Il documento approvato impegna l’amministrazione guidata dal sindaco Gianluca Nigrelli ad azionare leve d’intervento precise. L’obiettivo primario è costringere i vertici aziendali dell’Asp a un tavolo negoziale permanente per ricucire lo strappo istituzionale, superare le recenti contrapposizioni e definire impegni vincolanti. La priorità assoluta riguarda il Pronto soccorso, per il quale si chiede la copertura straordinaria delle dotazioni organiche e il reclutamento di personale medico adeguatamente formato per la gestione dei quadri clinici d’emergenza. Accanto alla messa in sicurezza dell’area critica, il piano prevede il rafforzamento della medicina territoriale e delle prestazioni socio-sanitarie, così da impedire il progressivo isolamento dell’area interna.
La seduta consiliare ha registrato momenti di forte tensione, dividendo nettamente maggioranza e opposizione. Il vicesindaco Giuseppe Catania ha rivendicato la fermezza dell’atto, definendolo una presa di posizione indispensabile per sollecitare gli organi di vertice della sanità provinciale.

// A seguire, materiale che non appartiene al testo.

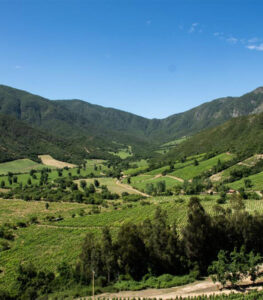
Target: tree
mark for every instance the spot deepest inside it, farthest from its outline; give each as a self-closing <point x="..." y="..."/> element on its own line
<point x="219" y="268"/>
<point x="160" y="187"/>
<point x="248" y="183"/>
<point x="83" y="184"/>
<point x="196" y="163"/>
<point x="108" y="254"/>
<point x="96" y="183"/>
<point x="198" y="234"/>
<point x="131" y="251"/>
<point x="235" y="266"/>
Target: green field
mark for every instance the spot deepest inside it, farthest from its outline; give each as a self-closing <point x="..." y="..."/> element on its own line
<point x="93" y="166"/>
<point x="111" y="184"/>
<point x="140" y="182"/>
<point x="256" y="179"/>
<point x="142" y="165"/>
<point x="39" y="242"/>
<point x="123" y="153"/>
<point x="191" y="171"/>
<point x="20" y="166"/>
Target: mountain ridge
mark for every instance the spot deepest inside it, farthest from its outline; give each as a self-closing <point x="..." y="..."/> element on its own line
<point x="102" y="130"/>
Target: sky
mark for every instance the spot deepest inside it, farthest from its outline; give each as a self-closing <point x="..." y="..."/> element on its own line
<point x="153" y="58"/>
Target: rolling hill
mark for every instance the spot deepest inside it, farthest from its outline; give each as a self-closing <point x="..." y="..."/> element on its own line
<point x="83" y="126"/>
<point x="243" y="135"/>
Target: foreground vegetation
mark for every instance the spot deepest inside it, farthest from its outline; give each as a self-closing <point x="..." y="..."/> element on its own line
<point x="96" y="199"/>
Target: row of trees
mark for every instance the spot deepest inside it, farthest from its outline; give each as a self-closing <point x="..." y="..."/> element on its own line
<point x="155" y="247"/>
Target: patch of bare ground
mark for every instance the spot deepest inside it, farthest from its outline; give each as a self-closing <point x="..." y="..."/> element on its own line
<point x="50" y="161"/>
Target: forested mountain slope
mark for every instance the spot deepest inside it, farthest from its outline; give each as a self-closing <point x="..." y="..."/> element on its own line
<point x="101" y="129"/>
<point x="240" y="135"/>
<point x="19" y="140"/>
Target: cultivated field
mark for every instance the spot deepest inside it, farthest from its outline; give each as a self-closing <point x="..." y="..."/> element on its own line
<point x="19" y="166"/>
<point x="39" y="242"/>
<point x="50" y="161"/>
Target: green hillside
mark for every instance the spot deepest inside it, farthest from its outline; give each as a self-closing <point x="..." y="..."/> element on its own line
<point x="240" y="135"/>
<point x="19" y="140"/>
<point x="98" y="130"/>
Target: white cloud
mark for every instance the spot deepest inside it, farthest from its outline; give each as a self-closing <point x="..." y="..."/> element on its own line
<point x="255" y="47"/>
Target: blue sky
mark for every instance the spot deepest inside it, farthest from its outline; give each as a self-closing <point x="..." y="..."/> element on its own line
<point x="153" y="58"/>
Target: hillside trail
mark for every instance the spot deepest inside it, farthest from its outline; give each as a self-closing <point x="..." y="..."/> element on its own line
<point x="128" y="187"/>
<point x="198" y="288"/>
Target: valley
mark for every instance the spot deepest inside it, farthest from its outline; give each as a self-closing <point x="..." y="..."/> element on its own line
<point x="63" y="198"/>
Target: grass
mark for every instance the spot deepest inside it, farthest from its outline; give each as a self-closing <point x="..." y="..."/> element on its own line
<point x="49" y="246"/>
<point x="256" y="179"/>
<point x="93" y="166"/>
<point x="141" y="184"/>
<point x="111" y="184"/>
<point x="191" y="171"/>
<point x="123" y="153"/>
<point x="142" y="165"/>
<point x="20" y="166"/>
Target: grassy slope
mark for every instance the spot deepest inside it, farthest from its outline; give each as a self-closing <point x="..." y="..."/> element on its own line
<point x="191" y="171"/>
<point x="142" y="165"/>
<point x="256" y="179"/>
<point x="20" y="166"/>
<point x="111" y="184"/>
<point x="39" y="244"/>
<point x="54" y="174"/>
<point x="140" y="182"/>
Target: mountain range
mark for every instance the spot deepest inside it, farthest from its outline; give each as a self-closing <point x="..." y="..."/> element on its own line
<point x="74" y="129"/>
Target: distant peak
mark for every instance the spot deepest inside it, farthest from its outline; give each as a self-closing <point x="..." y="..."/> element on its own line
<point x="259" y="90"/>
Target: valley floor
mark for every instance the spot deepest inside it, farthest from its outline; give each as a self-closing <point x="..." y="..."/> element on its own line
<point x="198" y="288"/>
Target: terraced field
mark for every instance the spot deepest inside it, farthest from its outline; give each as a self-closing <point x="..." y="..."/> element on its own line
<point x="141" y="166"/>
<point x="93" y="166"/>
<point x="113" y="185"/>
<point x="141" y="182"/>
<point x="39" y="242"/>
<point x="256" y="179"/>
<point x="191" y="171"/>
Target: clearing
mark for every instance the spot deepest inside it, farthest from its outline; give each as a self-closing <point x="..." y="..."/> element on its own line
<point x="19" y="166"/>
<point x="50" y="161"/>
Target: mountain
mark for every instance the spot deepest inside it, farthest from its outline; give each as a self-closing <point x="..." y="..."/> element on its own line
<point x="243" y="135"/>
<point x="19" y="140"/>
<point x="95" y="130"/>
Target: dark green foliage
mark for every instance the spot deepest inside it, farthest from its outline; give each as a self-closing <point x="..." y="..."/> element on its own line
<point x="95" y="128"/>
<point x="32" y="282"/>
<point x="235" y="266"/>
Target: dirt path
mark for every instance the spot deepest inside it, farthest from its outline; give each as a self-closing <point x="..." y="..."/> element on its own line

Di segno opposto la posizione della capogruppo di minoranza Daniela Noto Castagnino – esponente di Forza Italia e con un passato da primario nel settore radiologico del nosocomio locale – che ha motivato il proprio no contestando il taglio del provvedimento, a suo avviso idoneo a generare allarmismo tra i cittadini anziché incanalare la vertenza sui binari della mediazione istituzionale. Superata la prova del voto, l’amministrazione intende ora impiegare la delibera come strumento di pressione negoziale nei confronti dell’Azienda sanitaria per garantire stabilità e operatività alla struttura.